L’angiographie TDM pulmonaire montrait : une consolidation complète des poumons avec de grandes zones nécrosées et des inclusions d’air, laissant fortement soupçonner une surinfection bactérienne ; une quasi absence de perfusion dans de grandes zones des lobes inférieurs, suggérant des infarctus importants et une thrombose des artères pulmonaires de petite et moyenne taille.
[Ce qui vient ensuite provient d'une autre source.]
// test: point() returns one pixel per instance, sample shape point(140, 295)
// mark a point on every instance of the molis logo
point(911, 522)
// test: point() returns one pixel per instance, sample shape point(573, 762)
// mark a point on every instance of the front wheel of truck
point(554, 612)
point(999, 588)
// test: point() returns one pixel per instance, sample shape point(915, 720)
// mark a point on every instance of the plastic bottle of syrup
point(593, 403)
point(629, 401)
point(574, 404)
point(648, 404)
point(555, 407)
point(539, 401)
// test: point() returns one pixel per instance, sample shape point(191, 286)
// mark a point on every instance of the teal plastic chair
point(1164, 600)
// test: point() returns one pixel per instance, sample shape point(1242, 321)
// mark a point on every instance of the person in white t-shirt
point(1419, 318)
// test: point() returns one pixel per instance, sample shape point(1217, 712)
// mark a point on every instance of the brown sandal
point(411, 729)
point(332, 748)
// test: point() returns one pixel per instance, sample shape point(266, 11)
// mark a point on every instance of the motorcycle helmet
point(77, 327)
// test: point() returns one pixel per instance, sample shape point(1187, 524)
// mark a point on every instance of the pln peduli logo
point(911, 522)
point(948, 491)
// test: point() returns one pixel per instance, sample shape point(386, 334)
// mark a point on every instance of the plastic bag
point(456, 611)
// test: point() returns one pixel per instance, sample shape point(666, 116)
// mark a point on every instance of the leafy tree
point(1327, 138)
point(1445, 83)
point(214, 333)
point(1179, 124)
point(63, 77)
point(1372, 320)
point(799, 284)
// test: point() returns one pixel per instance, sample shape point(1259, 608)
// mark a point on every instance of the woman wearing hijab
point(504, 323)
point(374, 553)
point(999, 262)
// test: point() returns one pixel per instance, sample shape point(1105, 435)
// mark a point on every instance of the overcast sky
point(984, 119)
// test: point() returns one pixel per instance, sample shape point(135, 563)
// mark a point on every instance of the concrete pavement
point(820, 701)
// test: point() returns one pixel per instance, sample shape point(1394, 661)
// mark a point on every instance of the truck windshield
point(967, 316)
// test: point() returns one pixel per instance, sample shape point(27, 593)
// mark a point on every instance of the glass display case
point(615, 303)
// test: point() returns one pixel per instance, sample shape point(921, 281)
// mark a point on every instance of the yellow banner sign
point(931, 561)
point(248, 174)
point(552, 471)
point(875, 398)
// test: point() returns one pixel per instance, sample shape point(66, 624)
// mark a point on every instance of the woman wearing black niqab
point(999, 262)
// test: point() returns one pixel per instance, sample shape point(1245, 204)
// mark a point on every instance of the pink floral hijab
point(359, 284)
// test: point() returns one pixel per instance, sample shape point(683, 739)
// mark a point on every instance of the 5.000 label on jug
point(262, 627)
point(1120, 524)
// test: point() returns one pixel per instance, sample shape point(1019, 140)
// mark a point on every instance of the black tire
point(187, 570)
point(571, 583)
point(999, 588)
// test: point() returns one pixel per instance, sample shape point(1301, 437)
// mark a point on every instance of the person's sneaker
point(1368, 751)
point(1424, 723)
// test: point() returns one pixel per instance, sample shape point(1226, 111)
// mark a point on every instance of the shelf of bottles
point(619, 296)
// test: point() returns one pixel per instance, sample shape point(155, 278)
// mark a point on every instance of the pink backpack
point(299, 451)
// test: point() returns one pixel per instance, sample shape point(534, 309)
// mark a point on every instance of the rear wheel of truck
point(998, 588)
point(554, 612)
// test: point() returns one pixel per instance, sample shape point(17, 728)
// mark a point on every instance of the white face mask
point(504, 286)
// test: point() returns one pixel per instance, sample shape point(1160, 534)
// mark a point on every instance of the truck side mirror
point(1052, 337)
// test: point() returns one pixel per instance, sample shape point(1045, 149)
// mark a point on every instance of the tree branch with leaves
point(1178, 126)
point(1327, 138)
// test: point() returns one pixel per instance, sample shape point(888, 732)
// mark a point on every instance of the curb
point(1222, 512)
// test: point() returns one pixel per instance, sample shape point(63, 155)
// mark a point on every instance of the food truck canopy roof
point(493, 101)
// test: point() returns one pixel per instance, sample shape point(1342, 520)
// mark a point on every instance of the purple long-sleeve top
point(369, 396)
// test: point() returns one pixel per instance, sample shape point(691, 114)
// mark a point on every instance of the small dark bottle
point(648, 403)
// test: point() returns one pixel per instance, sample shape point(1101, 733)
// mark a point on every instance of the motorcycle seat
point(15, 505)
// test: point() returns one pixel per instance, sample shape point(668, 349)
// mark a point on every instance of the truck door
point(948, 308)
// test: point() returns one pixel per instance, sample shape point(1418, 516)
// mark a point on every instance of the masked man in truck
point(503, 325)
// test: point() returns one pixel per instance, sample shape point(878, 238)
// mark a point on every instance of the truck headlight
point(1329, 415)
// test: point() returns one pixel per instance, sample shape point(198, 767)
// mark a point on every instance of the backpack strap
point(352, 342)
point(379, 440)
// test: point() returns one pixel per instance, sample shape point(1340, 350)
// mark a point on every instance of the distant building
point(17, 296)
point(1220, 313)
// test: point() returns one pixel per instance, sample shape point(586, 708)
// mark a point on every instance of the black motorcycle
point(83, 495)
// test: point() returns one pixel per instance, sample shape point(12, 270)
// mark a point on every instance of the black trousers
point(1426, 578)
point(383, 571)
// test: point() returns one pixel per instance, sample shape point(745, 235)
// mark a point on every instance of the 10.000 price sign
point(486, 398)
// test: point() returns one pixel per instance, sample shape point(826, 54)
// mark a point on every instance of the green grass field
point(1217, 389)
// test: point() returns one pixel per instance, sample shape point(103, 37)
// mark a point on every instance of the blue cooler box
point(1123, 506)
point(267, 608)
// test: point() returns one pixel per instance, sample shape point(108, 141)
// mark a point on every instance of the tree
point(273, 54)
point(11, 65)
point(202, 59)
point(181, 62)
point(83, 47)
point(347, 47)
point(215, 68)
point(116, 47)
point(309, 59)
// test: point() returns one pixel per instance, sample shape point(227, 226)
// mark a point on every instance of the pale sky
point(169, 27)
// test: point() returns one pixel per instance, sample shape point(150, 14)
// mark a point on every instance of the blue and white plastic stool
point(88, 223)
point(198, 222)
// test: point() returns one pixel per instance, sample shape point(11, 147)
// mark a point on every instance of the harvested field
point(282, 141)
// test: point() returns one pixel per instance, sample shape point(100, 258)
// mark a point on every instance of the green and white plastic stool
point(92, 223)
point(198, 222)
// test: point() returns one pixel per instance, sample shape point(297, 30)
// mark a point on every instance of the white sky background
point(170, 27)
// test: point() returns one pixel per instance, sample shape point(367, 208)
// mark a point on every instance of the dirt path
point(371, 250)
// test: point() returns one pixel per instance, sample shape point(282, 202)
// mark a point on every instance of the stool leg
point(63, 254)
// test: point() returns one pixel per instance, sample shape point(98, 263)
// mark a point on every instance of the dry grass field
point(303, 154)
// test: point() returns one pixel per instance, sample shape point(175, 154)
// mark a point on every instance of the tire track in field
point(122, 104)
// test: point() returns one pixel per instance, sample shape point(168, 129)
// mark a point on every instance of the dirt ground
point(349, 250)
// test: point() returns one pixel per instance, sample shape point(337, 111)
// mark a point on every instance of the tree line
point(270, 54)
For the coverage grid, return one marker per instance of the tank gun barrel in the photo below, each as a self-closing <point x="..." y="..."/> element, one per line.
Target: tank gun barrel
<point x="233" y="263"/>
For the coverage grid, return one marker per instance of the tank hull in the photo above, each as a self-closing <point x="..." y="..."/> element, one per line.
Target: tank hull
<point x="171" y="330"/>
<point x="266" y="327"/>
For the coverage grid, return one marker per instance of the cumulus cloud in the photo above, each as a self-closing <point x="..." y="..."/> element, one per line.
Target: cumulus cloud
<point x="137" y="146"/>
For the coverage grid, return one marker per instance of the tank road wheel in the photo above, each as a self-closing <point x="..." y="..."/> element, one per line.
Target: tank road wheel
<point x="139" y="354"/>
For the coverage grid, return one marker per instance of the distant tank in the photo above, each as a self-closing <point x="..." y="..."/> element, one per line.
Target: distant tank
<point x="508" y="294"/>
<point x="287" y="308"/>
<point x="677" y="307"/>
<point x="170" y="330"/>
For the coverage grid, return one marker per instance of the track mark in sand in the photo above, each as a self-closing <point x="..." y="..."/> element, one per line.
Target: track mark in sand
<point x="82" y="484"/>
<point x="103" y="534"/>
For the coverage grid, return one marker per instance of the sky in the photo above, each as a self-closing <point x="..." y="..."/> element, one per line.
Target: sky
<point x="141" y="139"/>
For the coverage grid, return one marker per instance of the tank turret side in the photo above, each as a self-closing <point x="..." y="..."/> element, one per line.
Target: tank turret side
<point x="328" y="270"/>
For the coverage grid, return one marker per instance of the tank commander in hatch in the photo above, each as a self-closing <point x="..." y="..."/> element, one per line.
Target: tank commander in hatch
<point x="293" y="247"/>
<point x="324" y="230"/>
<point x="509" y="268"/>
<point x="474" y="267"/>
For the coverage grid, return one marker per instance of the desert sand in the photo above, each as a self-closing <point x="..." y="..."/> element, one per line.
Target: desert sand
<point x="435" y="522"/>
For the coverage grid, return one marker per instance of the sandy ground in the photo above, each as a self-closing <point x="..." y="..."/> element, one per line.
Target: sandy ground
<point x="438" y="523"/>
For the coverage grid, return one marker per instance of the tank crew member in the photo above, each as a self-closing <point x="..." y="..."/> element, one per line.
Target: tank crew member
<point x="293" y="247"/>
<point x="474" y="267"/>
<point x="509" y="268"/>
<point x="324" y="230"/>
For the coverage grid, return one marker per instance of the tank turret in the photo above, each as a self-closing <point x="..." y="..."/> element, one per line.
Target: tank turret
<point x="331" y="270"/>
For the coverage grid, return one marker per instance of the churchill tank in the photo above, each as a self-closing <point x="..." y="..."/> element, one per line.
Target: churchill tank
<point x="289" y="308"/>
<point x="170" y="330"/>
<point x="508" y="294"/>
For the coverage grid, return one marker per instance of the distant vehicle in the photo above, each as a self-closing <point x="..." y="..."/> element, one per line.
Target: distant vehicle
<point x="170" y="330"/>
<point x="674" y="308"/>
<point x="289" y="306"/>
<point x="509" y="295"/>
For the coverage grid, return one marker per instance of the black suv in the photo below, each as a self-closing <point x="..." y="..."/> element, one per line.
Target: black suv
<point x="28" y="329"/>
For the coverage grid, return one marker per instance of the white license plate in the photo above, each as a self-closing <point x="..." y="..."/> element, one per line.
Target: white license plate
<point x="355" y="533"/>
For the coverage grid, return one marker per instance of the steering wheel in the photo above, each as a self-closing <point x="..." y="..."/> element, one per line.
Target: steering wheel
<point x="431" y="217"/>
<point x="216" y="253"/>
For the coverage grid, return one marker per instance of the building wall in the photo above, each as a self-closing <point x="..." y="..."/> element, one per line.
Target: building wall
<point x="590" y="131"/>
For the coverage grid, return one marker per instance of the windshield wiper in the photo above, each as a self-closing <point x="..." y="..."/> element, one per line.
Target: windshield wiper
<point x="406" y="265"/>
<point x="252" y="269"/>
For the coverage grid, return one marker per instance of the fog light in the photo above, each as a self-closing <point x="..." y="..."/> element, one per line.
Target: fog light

À J52, hémocultures positives à Candida albicans et persistance de la positivité des tests RT-PCR pour le SARS-CoV-2, tant dans les écouvillons nasopharyngés que dans les lavages broncho-alvéolaires, mais avec des valeurs de Ct hautes*, parfois supérieures à 33, suggérant plus la présence de morceaux de virus que du génome complet. À noter la négativité des cultures sur cellules Vero corroborant cette hypothèse. L’analyse cytologique du LBA (liquide de lavage broncho alvéolaire) montrait principalement du matériel nécrotique, et la cytométrie de flux montrait l’absence de macrophages alvéolaires, mais une grande abondance de neutrophiles immatures et de débris cellulaires. Ces résultats étaient en faveur de dégâts pulmonaires profonds.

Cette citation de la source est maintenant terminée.